We have been brought up to understand that we are the most powerful country in the world. And we are, of course, the most enlightened people in the world; and we are, of course, the most advanced people in the world; and we are, of course, because we have Estee Lauder, the most beautiful people in the world. We are brought up with all these different beliefs. And whether we swallow them consciously or not, subconsciously they are in there somewhere rattling around, and we have this faith in our way of life. One thing that we can do is to think of ourselves as able to help others. One thing that is very popular in our society is the idea that it is a beneficial thing and a good thing and a virtuous thing and a fulfilling thing to help others. We are always looking for fulfillment.  So the idea of compassion is a way to move ourselves into a foundation for meditation and practice. In my own experience (and I don’t claim to be such an experienced teacher), but in my own experience I have found that if I go to a new place that has never heard about the Buddha’s teaching, or if I go to a place that has heard a little bit and wants to hear more, or even if I have gone to students that have studied Buddhism for some time, if I want to touch them or refresh them so that they can continue in a determined way in their practice, or have them open up to the potential of practice and be stabilized to the extent that they can begin to practice earnestly, I can always rely on the idea of compassion to do that.

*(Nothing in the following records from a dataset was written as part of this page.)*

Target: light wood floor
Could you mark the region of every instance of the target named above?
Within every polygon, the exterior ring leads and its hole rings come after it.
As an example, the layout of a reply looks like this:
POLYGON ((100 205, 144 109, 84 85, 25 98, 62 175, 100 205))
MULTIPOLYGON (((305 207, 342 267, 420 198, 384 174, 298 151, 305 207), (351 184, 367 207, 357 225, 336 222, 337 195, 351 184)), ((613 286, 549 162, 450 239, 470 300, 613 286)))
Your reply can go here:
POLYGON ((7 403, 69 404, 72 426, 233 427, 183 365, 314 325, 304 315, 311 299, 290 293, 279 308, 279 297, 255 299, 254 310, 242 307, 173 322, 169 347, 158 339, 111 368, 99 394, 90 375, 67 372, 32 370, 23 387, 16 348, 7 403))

Westerners are excited by the idea that they might be able to benefit others. They are aware to some extent that the rest of the world is suffering. We don’t like to think about it, but to some extent we are aware that poverty exists, and hunger and sickness. I have found that Westerners are kind people. We are kind people. We want very much to end suffering; we very much want to help others. And there are many people who will practice if they really understand that this meditation will help them bring about the end of suffering for other people, will help them be a helper to others. They will practice for that reason. But strangely they will not practice to end their own suffering. They will continue to try to manipulate the circumstances in their life, or change things around, or try this or try that; but they will not really develop a firm foundation of practice because they themselves are suffering. They are not sufficiently motivated by their own suffering. It is a strangeness in our culture. It is not found in other cultures. But we will practice to benefit others.

This group, the core group of people who have been practicing in this temple for some time, came together because the people of earth were suffering, and the group wished to maintain a 24-hour a day prayer vigil. That is a dynamic of this organization. It came about so quickly and in such a stable way because the people here were greatly moved by the suffering of sentient beings. They knew that this kind of practice—the practice that brings about the end of desire and brings about supreme enlightenment—is ultimately the way to bring about the end of all suffering. For this reason, this family, or group of people, actually came together to practice.